Expanding and accelerating scientific cancer research, utilizing unique flow cytometric tools and methodologies
Flow cytometry has been a critical part of cancer research projects. It is a powerful tool with applications in immunology, molecular biology, virology, cancer biology and infectious disease monitoring. Flow cytometry has seen dramatic advances over the last 40 years, allowing unprecedented detail in studies of the immune system and other areas of cell biology.
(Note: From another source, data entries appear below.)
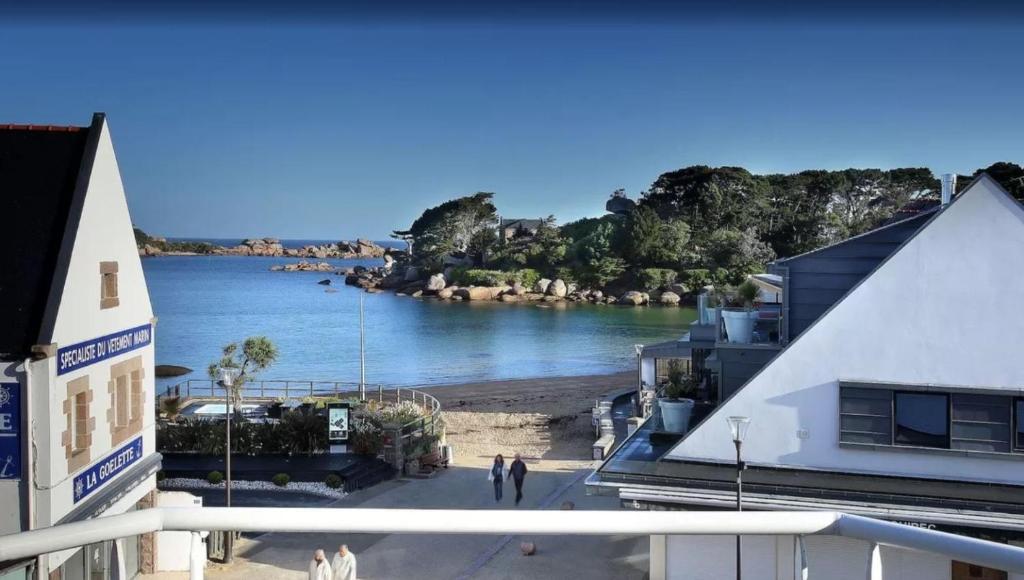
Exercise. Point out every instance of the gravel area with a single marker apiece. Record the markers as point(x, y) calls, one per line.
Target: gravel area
point(546, 420)
point(312, 488)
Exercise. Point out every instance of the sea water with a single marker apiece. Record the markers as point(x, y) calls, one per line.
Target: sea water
point(204, 302)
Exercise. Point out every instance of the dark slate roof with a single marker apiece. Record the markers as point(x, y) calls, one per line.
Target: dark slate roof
point(524, 223)
point(39, 176)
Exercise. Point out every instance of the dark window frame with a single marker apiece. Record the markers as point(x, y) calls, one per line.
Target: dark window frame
point(948, 421)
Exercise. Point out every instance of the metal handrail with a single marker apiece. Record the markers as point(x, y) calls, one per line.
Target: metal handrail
point(321, 520)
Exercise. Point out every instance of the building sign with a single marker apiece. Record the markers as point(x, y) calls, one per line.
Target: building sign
point(10, 430)
point(93, 478)
point(84, 354)
point(337, 421)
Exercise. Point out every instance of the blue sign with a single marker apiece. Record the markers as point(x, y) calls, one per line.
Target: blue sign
point(84, 354)
point(10, 430)
point(93, 478)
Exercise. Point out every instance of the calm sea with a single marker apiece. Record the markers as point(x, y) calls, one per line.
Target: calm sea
point(204, 302)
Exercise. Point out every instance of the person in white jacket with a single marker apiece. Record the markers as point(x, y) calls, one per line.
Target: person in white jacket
point(498, 473)
point(320, 568)
point(343, 565)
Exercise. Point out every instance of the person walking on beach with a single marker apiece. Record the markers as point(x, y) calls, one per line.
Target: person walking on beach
point(320, 569)
point(518, 472)
point(498, 473)
point(343, 565)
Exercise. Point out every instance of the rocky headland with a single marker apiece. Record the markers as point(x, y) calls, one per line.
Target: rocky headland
point(411, 282)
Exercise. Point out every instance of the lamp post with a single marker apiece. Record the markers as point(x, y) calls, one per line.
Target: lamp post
point(363, 357)
point(227, 376)
point(639, 349)
point(738, 426)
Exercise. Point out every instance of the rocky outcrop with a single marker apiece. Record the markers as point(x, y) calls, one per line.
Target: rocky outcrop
point(669, 298)
point(557, 289)
point(436, 283)
point(632, 298)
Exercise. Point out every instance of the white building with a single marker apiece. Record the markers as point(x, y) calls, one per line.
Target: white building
point(76, 348)
point(904, 401)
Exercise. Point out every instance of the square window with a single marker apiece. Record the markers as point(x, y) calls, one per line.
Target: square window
point(109, 285)
point(922, 419)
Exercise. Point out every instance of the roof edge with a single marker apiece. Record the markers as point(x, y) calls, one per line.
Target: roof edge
point(71, 230)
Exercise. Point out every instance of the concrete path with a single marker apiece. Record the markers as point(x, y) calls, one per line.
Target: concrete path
point(453, 556)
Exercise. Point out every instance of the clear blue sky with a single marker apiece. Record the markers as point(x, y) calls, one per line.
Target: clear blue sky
point(300, 130)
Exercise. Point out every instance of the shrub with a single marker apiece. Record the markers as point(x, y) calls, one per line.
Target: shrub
point(654, 278)
point(696, 278)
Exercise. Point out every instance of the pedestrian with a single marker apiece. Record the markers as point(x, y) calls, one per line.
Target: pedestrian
point(498, 473)
point(343, 566)
point(320, 568)
point(518, 471)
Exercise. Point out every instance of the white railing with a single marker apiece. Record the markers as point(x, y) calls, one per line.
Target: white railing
point(197, 520)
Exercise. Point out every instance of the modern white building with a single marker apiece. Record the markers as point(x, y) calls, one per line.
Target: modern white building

Flow cytometric methods have the potential to facilitate studies of individual cell types found within proximity throughout the brain matrix. However, there are still limitations in applying flow cytometry to brain tissues as these tissues must be optimally disaggregated into single cells while striving to maintain the integrity of such cells. One of the goals of the Neurocytometry Lab (NCL) is to provide researchers with opportunities via flow cytometry to develop, optimize and validate these disaggregation techniques and protocols. They then scrutinize these flow cytometry results to obtain a quantitative and qualitative understanding of their cells of interest.
To better serve each researcher’s needs, the NCL hopes to expand the capabilities of the main flow cytometry instrument, the BD Aria Fusion. An additional laser or detectors may soon be added to this four-laser system. This addition will enable researchers to expand their panel designs.
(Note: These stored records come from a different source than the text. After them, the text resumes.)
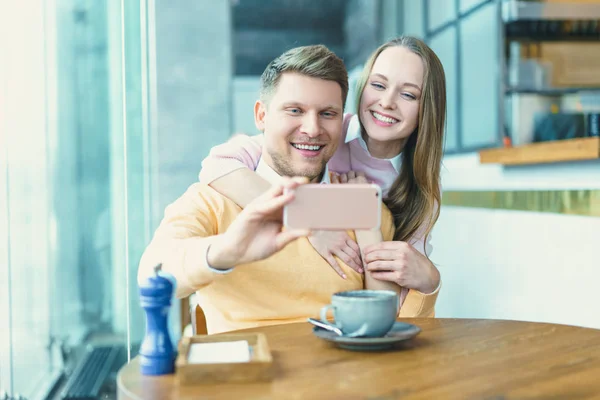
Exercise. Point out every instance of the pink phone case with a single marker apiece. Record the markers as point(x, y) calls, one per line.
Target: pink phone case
point(334, 207)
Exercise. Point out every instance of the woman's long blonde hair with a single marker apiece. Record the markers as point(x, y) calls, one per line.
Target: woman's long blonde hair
point(414, 197)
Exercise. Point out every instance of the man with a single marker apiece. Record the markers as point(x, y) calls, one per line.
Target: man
point(245, 270)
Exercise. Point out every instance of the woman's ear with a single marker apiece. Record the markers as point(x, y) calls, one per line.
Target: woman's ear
point(260, 111)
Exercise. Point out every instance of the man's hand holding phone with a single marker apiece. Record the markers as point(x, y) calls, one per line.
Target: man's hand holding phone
point(257, 232)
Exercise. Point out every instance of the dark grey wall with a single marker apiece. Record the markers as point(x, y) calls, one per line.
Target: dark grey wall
point(194, 79)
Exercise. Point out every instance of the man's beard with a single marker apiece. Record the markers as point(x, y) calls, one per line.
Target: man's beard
point(282, 166)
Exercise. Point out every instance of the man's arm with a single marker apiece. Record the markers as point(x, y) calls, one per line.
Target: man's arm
point(241, 186)
point(181, 242)
point(188, 247)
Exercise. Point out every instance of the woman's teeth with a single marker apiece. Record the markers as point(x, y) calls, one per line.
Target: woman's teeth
point(306, 147)
point(382, 118)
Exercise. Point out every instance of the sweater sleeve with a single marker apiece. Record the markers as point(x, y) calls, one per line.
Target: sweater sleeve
point(241, 151)
point(182, 240)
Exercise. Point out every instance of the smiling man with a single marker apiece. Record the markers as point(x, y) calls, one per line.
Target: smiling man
point(245, 275)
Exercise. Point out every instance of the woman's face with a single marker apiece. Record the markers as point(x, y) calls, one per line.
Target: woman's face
point(389, 105)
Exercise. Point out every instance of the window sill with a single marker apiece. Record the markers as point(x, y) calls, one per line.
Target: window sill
point(545, 152)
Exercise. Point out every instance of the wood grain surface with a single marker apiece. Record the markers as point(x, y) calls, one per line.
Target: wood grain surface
point(450, 359)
Multi-color immunophenotyping, cell cycle analysis, apoptosis studies, phagocytosis, gene quantification and cellular function measurement are just a few of the applications performed daily in the NCL. Teaching investigators the theory of flow cytometry along with one-on-one training sessions on instrumentation are frequently offered so that flow cytometry may be used to its fullest advantage.
Biosafety: We are a certified BSL 2 facility subject to certain regulatory and administrative requirements.
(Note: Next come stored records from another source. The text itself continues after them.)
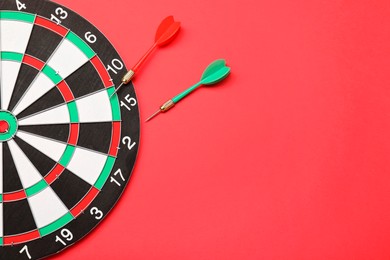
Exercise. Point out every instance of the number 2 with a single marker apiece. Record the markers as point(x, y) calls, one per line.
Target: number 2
point(66, 234)
point(127, 140)
point(97, 213)
point(25, 250)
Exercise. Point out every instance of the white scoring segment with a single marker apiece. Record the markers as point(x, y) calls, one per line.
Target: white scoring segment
point(87, 164)
point(50, 148)
point(15, 35)
point(10, 71)
point(95, 108)
point(41, 85)
point(67, 59)
point(57, 115)
point(28, 174)
point(46, 207)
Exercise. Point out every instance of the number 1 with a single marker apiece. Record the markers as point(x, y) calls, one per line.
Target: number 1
point(20, 5)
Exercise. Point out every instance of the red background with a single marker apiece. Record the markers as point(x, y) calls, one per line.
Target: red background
point(287, 159)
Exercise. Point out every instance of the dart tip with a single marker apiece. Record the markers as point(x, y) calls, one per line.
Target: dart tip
point(116, 90)
point(152, 116)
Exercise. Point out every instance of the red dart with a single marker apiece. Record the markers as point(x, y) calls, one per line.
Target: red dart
point(166, 32)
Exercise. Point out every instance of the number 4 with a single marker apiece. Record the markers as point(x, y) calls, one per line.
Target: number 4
point(20, 5)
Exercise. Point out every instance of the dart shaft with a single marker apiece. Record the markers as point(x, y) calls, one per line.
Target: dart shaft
point(144, 58)
point(186, 92)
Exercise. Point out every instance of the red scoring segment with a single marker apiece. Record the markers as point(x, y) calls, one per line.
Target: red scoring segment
point(14, 196)
point(17, 239)
point(116, 132)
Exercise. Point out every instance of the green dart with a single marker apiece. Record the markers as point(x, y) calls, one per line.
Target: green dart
point(214, 73)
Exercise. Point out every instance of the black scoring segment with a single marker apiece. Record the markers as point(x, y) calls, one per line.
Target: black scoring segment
point(57, 132)
point(26, 76)
point(70, 188)
point(17, 218)
point(41, 162)
point(84, 81)
point(43, 42)
point(49, 100)
point(11, 180)
point(90, 133)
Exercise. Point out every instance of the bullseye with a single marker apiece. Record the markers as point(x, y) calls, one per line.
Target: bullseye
point(4, 127)
point(8, 126)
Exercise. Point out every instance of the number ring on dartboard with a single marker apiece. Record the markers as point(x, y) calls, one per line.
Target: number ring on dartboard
point(66, 149)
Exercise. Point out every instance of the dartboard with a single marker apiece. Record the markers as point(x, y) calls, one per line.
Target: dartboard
point(67, 149)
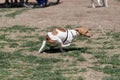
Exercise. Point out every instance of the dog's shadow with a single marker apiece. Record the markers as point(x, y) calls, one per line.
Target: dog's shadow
point(57, 50)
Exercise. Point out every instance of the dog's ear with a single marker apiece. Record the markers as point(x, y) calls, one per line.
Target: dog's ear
point(83, 31)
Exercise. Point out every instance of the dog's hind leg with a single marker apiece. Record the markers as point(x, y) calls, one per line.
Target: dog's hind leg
point(43, 45)
point(93, 4)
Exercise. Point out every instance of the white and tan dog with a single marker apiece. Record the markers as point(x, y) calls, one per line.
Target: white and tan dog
point(63, 37)
point(104, 3)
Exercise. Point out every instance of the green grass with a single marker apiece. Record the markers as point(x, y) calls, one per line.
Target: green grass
point(22, 61)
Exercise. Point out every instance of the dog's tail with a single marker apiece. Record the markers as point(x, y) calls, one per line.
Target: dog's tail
point(43, 45)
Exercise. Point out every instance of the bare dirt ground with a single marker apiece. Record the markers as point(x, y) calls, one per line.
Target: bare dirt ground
point(69, 12)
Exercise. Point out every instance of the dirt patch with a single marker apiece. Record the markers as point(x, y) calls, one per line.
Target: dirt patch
point(69, 13)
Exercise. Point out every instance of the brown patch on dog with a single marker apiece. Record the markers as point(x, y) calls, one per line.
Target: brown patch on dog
point(49, 40)
point(84, 31)
point(62, 29)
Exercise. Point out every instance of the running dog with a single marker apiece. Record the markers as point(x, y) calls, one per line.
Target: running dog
point(100, 3)
point(63, 37)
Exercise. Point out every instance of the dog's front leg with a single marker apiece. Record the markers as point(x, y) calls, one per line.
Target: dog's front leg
point(92, 2)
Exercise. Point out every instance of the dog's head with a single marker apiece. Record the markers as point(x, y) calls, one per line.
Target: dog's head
point(83, 31)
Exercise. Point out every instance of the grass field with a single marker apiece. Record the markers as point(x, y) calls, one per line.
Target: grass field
point(19, 58)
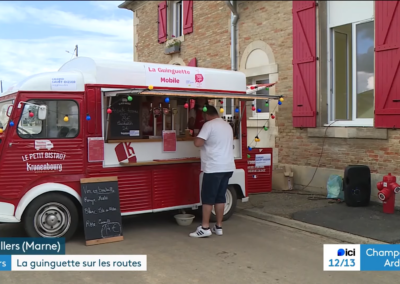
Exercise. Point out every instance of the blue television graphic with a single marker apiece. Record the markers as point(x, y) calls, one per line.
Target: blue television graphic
point(341, 252)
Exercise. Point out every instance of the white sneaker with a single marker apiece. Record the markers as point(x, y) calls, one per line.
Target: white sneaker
point(200, 233)
point(216, 231)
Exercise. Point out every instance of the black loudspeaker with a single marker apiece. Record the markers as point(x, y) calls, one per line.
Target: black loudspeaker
point(357, 185)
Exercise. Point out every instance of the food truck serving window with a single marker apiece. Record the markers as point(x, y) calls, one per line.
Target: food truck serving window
point(62, 120)
point(133, 117)
point(4, 107)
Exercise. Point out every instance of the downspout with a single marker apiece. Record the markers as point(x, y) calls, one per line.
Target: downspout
point(234, 18)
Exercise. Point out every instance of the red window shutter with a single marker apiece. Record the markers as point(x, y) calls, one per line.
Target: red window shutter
point(387, 64)
point(162, 22)
point(304, 64)
point(193, 62)
point(187, 17)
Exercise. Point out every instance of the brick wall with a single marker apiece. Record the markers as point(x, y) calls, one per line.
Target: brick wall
point(271, 22)
point(209, 42)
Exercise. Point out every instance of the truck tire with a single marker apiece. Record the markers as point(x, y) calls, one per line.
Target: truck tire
point(230, 205)
point(51, 215)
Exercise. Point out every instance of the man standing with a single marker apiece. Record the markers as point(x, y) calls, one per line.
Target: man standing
point(217, 164)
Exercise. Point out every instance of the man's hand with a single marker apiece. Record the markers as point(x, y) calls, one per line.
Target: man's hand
point(198, 142)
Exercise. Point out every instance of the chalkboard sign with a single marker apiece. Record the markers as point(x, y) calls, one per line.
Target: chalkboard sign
point(101, 210)
point(124, 120)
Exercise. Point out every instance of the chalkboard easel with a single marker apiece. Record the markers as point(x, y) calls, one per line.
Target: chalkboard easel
point(101, 210)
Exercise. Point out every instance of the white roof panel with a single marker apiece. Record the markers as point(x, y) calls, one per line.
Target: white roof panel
point(76, 73)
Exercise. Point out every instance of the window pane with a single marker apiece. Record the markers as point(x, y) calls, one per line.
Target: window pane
point(341, 75)
point(228, 107)
point(260, 104)
point(62, 120)
point(3, 114)
point(365, 70)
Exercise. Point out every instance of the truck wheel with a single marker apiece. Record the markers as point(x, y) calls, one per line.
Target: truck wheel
point(51, 215)
point(230, 205)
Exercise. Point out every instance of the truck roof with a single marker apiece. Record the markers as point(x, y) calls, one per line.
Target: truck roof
point(81, 71)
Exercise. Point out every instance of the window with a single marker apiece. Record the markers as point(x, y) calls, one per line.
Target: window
point(177, 19)
point(62, 120)
point(144, 117)
point(351, 79)
point(4, 107)
point(260, 104)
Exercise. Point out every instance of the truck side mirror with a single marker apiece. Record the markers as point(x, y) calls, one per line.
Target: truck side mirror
point(42, 112)
point(9, 110)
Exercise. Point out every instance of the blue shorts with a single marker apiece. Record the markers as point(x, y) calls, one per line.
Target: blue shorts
point(214, 186)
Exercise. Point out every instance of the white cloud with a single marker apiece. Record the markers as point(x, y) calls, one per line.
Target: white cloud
point(106, 5)
point(106, 39)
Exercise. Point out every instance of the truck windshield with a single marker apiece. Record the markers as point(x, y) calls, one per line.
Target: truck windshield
point(3, 113)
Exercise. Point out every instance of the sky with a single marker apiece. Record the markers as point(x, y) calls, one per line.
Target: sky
point(35, 35)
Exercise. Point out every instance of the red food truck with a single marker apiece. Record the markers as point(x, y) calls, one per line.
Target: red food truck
point(95, 118)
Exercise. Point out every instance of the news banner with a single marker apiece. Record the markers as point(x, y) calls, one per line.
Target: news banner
point(38, 254)
point(371, 257)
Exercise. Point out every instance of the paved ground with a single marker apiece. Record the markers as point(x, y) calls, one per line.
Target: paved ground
point(251, 251)
point(369, 222)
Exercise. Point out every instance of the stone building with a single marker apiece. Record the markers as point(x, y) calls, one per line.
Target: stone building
point(328, 58)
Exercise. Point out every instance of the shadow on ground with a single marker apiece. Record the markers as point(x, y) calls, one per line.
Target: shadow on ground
point(369, 222)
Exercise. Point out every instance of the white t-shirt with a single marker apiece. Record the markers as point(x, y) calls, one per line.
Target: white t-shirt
point(217, 153)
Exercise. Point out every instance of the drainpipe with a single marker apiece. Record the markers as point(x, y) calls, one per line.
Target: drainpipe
point(234, 18)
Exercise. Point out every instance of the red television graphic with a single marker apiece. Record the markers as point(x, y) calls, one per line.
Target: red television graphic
point(124, 151)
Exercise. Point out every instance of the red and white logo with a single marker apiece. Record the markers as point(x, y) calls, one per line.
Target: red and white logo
point(125, 151)
point(198, 78)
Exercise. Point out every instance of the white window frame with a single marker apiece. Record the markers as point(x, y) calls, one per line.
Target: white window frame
point(255, 114)
point(225, 106)
point(357, 122)
point(174, 13)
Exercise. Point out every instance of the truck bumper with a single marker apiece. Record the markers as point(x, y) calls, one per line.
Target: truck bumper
point(7, 213)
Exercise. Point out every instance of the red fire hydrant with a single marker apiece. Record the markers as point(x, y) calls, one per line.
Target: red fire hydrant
point(387, 190)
Kimberley Lowe has 20 years of flow cytometry experience. She began her career as a flow cytometry operator at the Dana Farber Cancer Institute in Boston, MA and became dedicated to the field of flow cytometry. She then moved to The Scripps Research Institute in Florida, where she managed a bustling flow cytometry core facility, assisting more than 100 researchers and students on various instruments and platforms. From there, she relocated to San Jose, CA, to become a senior certified instructor for BD Biosciences, teaching flow cytometry theory and instrumentation to students of all backgrounds, developing new teaching programs and lesson plans and traveling the country to deliver expertise and instruction to clients in the field of flow cytometry. She then found her way to St. Jude Children’s Research Hospital, where she now runs the DNB Flow Cytometry Core Facility, introducing investigators to the indispensable tools of flow cytometry. Lowe has a BA in Natural Sciences from Harvard University Ext. School.